Labeling as for Figure 2. The χ2 test for heterogeneity among studies was significant for serotypes 1 and 3 (p-values<0.001, 0.79, and 0.01 for serotypes 1, 2, and 3, respectively) and for the overall odds ratio (p-value<0.001). *Ghendon et al. 1961 compare vaccinated and unvaccinated children who were confirmed seropositive and seronegative, respectively.
Figure 5
Figure 5. Relative odds of shedding vaccine poliovirus after challenge among individuals vaccinated with IPV in addition to OPV compared with individuals vaccinated with OPV only.

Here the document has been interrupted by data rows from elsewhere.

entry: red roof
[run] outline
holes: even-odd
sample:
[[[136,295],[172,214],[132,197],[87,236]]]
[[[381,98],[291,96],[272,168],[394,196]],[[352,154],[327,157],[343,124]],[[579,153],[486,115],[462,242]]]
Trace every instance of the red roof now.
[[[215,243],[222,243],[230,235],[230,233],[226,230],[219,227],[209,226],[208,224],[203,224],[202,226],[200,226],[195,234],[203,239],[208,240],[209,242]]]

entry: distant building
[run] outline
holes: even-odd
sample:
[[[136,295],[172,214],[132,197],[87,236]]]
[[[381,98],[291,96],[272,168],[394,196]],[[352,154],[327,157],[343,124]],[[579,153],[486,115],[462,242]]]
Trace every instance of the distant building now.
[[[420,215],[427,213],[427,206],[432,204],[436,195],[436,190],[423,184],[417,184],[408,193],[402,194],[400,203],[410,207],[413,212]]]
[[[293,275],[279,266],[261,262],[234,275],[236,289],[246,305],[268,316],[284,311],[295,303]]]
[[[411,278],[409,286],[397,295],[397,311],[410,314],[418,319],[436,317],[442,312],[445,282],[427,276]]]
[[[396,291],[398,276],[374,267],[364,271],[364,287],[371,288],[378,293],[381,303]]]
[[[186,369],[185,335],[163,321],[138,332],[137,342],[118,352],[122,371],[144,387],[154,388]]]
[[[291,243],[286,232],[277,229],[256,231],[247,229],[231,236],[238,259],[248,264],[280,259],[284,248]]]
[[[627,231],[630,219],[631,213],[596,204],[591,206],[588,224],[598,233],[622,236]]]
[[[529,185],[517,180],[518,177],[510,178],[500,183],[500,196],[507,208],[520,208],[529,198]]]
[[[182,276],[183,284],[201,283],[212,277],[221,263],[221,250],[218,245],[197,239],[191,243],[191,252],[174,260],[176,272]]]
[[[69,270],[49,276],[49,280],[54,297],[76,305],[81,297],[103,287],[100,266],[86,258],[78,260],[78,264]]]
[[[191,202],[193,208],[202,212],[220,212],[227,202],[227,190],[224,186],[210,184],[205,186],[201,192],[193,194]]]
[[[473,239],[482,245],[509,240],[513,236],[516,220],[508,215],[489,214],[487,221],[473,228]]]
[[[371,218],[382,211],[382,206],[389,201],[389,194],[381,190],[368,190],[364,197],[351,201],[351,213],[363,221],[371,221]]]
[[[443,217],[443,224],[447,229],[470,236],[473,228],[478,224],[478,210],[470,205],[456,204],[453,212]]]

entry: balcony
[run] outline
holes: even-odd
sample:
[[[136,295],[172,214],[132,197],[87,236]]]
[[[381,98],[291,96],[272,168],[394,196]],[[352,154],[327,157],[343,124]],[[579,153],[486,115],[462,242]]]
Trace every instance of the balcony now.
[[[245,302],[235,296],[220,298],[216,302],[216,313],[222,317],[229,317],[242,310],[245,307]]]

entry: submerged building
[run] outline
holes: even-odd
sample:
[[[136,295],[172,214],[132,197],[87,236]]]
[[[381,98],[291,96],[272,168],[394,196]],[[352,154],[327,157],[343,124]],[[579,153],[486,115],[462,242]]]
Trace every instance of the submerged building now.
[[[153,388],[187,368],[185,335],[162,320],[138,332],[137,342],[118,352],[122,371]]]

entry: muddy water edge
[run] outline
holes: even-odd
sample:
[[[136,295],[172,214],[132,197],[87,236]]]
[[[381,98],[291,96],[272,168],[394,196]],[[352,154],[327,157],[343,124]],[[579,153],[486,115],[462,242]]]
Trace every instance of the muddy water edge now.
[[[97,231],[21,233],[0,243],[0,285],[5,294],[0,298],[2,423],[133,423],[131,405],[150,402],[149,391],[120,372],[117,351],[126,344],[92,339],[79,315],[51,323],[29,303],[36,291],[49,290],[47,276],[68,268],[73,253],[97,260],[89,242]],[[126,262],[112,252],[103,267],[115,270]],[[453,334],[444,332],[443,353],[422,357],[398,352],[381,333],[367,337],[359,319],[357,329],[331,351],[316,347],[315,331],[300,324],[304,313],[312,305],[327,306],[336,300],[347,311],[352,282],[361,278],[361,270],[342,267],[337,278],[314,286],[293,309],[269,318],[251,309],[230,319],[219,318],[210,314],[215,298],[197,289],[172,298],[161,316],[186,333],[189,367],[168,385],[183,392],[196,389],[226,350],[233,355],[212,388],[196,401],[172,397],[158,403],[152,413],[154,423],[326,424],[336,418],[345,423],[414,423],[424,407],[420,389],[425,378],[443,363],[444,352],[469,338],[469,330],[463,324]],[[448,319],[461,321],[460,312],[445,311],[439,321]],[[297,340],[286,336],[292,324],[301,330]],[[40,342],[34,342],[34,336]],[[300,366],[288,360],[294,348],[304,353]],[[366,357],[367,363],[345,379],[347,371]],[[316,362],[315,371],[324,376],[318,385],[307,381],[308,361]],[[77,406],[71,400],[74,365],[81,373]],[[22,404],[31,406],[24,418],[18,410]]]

Labeling as for Figure 2. The schedule indicates the number and type of OPV doses received by both groups and the number of doses of IPV that were added in the intervention group. In two studies, IPV was administered simultaneously with OPV at 6, 10, and 14 weeks (Modlin et al. 1997 and du Chatelet et al. 2003 [48]), and in one study IPV was administered before and at the same time as OPV (schedule was IPV, IPV/OPV, OPV, OPV at 2, 4, 6, 15 months; WHO Collaborative Study Group on Oral and Inactivated Poliovirus Vaccines 1997 [49]). The χ2 test for heterogeneity among studies for serotypes 1 and 3 was not significant for each serotype (p-values 0.13 and 0.08) or for the serotypes combined (p-value 0.14).